One useful thing in meantime would be if Cypress could have some way to communicate this to the caller that the browser failed. Then I could re-run the test inside CI automatically. Maybe an exit code from npm call could be different? Or some other way to determine that tests failed because of Chrome failing and not because of tests failing. Could this be added in meantime? So recovery could then be done outside of Cypress.

mitar avatar Feb 22 '19 00:02 mitar

I think that since this issue has been made there is now a better fix for the problem by asking Chrome not to use /dev/shm. I opened #3633 for more details about this.

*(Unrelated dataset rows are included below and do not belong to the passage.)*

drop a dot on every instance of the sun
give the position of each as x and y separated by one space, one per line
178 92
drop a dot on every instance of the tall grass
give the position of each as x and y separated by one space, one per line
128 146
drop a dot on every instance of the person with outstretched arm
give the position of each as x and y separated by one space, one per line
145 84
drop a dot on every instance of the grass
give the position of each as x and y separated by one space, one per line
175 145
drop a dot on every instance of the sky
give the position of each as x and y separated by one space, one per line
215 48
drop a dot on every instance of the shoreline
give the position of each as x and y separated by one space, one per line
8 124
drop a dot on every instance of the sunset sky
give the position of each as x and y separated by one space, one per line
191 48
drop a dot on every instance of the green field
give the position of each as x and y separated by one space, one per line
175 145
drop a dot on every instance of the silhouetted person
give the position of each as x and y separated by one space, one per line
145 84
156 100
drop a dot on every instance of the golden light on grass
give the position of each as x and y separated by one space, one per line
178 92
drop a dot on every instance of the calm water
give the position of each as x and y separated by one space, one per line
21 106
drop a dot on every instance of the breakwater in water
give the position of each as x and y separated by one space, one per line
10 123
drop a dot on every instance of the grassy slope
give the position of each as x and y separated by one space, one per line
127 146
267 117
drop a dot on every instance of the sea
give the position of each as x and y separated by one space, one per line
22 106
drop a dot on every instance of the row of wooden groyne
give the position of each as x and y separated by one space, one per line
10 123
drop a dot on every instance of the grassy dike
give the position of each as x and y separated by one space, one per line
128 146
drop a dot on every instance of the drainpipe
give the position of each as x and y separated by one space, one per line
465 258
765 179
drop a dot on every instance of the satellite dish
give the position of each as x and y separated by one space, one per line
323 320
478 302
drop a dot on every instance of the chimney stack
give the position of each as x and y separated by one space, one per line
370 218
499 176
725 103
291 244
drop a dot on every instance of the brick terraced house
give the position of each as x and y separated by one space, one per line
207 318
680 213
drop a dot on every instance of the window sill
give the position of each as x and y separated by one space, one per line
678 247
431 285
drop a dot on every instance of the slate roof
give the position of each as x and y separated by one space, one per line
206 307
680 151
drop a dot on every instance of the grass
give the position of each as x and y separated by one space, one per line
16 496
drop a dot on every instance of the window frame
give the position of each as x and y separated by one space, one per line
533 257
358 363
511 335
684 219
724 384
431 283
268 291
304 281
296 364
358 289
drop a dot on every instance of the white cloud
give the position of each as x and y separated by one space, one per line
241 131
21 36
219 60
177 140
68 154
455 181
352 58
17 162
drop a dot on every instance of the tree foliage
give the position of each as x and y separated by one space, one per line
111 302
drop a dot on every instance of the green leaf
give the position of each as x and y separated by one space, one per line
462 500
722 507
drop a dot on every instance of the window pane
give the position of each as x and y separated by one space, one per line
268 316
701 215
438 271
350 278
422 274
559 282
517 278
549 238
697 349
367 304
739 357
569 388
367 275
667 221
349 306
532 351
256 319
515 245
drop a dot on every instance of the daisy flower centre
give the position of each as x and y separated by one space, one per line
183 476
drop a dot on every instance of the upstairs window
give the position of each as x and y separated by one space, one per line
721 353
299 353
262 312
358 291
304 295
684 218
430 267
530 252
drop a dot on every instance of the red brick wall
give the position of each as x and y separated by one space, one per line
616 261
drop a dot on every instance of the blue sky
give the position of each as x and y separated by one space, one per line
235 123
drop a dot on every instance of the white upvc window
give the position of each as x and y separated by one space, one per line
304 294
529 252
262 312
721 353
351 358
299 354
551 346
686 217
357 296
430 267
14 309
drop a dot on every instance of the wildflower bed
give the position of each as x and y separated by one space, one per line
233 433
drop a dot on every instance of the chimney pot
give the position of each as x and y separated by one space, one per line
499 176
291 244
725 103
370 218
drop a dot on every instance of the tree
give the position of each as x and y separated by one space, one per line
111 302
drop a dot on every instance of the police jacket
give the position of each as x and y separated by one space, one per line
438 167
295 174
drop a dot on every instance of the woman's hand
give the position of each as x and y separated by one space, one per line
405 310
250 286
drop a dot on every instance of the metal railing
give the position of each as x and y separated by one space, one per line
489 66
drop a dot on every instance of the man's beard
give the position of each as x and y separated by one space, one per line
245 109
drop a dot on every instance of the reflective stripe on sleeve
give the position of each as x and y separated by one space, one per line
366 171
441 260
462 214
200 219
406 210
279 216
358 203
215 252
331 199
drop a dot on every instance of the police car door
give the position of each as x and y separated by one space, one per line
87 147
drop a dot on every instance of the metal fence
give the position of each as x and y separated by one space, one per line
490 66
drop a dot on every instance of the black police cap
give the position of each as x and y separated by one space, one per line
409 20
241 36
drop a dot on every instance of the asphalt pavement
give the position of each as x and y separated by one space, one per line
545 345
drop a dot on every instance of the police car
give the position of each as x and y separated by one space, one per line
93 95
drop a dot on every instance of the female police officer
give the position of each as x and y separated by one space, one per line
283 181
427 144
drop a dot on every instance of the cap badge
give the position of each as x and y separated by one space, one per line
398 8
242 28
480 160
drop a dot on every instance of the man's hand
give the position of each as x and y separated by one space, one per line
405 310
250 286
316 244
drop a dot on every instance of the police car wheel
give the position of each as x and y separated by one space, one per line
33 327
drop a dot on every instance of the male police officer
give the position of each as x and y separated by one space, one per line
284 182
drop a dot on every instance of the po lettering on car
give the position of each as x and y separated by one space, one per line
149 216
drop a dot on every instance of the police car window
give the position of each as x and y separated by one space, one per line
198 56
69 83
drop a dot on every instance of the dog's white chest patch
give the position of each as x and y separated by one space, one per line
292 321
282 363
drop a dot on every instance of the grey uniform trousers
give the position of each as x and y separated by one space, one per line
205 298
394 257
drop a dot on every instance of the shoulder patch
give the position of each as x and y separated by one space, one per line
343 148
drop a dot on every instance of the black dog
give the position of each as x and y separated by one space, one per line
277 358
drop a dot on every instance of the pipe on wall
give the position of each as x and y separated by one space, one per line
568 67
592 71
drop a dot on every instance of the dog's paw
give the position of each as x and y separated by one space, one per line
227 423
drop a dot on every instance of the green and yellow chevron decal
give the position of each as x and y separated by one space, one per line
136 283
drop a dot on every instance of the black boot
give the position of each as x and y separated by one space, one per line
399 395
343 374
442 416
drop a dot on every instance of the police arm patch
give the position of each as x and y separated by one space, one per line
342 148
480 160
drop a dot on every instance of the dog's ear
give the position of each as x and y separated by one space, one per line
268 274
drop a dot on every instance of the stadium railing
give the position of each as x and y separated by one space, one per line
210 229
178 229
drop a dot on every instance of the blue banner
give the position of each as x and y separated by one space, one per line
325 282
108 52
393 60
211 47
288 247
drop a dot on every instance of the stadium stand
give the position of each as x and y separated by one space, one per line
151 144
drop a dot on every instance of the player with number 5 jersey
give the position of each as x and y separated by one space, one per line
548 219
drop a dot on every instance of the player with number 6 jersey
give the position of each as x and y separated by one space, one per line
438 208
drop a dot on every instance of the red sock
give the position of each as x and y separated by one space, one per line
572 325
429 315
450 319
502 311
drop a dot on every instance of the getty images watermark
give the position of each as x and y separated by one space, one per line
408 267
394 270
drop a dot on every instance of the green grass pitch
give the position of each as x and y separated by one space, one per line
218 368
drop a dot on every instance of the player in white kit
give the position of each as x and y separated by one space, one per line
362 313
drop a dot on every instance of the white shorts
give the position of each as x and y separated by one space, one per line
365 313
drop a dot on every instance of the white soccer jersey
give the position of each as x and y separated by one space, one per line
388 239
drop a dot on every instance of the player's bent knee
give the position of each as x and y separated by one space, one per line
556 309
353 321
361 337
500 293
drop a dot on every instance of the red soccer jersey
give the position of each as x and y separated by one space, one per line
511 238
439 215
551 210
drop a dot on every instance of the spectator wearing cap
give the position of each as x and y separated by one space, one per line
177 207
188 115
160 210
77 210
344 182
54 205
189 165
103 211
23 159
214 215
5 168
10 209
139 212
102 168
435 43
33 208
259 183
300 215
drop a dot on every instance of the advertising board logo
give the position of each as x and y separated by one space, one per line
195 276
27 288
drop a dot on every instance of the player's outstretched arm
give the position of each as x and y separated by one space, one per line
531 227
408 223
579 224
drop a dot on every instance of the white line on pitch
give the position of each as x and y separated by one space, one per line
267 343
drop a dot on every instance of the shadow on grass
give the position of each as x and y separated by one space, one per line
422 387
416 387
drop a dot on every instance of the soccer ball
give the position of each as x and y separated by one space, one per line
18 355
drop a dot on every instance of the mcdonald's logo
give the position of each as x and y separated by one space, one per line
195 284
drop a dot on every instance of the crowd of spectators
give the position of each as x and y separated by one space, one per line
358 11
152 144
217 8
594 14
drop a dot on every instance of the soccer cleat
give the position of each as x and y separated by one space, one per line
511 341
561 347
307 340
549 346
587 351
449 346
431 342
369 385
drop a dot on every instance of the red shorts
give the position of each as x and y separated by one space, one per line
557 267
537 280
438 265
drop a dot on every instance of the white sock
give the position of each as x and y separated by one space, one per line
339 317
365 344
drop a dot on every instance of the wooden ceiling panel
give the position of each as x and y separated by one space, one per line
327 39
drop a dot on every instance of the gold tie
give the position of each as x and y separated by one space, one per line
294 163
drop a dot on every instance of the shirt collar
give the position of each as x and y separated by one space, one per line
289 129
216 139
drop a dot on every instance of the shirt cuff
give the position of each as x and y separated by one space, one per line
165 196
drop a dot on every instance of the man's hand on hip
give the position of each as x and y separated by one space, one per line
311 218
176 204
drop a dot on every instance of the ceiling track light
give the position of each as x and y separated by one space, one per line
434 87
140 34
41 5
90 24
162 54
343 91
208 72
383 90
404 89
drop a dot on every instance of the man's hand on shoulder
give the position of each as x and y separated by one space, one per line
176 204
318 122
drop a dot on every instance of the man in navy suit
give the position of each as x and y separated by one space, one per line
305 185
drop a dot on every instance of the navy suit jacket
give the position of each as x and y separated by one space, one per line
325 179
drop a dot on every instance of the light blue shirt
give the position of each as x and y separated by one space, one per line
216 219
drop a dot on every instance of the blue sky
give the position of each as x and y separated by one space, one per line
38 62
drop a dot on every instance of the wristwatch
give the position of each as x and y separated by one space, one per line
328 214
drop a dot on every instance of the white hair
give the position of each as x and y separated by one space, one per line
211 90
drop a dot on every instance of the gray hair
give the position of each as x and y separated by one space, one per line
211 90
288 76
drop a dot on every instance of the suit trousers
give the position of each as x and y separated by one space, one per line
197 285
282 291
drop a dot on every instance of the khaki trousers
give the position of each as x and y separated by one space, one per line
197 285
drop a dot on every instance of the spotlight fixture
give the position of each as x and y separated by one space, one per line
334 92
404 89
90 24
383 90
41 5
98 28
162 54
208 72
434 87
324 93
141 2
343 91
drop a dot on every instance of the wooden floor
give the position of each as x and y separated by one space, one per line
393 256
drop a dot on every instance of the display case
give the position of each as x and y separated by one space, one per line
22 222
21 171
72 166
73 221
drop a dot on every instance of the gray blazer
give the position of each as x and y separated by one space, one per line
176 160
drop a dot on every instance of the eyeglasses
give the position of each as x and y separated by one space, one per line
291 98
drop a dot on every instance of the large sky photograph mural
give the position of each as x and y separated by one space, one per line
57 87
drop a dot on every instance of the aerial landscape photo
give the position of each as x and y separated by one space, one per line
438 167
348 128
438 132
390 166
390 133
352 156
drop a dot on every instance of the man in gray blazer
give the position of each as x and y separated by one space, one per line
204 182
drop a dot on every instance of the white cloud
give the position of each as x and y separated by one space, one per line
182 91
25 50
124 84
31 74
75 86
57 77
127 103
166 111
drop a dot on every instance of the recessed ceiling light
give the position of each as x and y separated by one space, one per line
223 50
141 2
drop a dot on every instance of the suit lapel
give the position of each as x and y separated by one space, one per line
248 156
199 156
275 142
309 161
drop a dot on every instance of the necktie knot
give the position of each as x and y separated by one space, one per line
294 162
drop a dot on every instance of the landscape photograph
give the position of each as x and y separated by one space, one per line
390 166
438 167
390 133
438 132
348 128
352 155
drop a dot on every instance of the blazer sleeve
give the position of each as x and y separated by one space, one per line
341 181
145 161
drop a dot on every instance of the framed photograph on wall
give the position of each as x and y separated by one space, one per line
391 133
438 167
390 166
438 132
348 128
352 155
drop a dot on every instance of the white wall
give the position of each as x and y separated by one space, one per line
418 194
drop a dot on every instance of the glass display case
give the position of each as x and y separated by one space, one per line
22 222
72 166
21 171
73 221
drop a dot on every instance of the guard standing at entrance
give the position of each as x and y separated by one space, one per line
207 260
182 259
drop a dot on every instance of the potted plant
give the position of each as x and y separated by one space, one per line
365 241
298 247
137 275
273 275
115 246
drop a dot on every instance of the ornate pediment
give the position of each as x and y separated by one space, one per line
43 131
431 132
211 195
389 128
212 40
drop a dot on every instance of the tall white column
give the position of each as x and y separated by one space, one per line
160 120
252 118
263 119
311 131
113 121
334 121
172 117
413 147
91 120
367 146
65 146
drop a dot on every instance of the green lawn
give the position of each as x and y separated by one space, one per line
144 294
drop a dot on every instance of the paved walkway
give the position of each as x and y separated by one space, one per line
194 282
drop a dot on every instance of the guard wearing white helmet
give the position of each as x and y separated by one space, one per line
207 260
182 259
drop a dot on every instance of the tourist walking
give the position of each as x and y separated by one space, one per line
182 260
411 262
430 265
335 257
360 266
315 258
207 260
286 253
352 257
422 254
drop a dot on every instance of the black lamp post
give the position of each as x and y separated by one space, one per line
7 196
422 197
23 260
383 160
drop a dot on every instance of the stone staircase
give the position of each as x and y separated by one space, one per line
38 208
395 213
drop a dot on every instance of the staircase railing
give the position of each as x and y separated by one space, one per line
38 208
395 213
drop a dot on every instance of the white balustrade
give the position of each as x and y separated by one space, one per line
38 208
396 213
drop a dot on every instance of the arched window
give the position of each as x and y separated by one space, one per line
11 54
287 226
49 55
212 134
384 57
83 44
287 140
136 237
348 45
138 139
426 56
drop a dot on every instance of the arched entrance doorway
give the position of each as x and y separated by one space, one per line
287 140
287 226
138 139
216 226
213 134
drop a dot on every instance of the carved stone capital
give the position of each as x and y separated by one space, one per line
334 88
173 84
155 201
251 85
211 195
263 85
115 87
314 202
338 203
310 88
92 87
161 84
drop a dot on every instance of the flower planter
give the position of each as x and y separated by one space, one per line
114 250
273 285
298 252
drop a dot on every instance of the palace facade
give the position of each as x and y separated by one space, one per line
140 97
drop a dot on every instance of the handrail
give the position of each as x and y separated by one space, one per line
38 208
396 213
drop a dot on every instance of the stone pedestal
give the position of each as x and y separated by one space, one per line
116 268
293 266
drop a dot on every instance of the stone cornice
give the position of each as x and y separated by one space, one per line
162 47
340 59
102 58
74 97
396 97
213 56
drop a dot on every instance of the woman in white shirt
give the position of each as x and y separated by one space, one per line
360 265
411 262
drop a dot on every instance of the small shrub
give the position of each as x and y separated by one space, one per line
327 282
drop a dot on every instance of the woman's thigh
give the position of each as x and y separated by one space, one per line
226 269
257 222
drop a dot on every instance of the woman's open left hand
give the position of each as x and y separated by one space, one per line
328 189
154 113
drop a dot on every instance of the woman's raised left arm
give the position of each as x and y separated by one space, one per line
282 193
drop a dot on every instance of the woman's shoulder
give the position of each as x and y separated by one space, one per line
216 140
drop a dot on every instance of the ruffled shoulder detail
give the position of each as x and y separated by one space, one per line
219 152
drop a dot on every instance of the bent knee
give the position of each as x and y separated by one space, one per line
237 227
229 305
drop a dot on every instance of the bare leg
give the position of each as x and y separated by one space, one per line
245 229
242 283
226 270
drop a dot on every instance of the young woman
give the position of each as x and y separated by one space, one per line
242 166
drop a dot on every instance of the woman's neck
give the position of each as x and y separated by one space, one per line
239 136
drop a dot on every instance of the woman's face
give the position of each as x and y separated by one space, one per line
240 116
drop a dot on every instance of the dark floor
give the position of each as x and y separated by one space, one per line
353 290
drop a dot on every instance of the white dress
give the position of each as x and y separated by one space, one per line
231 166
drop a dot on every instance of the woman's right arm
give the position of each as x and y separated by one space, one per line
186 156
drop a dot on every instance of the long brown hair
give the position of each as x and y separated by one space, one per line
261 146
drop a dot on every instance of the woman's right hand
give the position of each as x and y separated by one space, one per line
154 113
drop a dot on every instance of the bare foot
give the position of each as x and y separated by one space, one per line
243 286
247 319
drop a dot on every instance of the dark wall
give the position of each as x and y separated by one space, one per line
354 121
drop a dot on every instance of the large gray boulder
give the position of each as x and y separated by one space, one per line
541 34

mitar avatar Mar 03 '19 22:03 mitar

I'm hitting this issue on a small digital ocean droplet (no docker / container). The test runs perfectly a dozen or so times and then starts crashing with this error. If I reboot the droplet it starts working again then eventually dies. Looks like a memory leak to me.

itslenny avatar Mar 26 '19 19:03 itslenny

There appears to be plenty of memory in my docker container

df -h /dev/shm
Filesystem      Size  Used Avail Use% Mounted on
shm              30G  8.0K   30G   1% /dev/shm

I'm also unable to figure out how to add the --ipc=host flag for my CircleCI build... Doesn't appear to be an option.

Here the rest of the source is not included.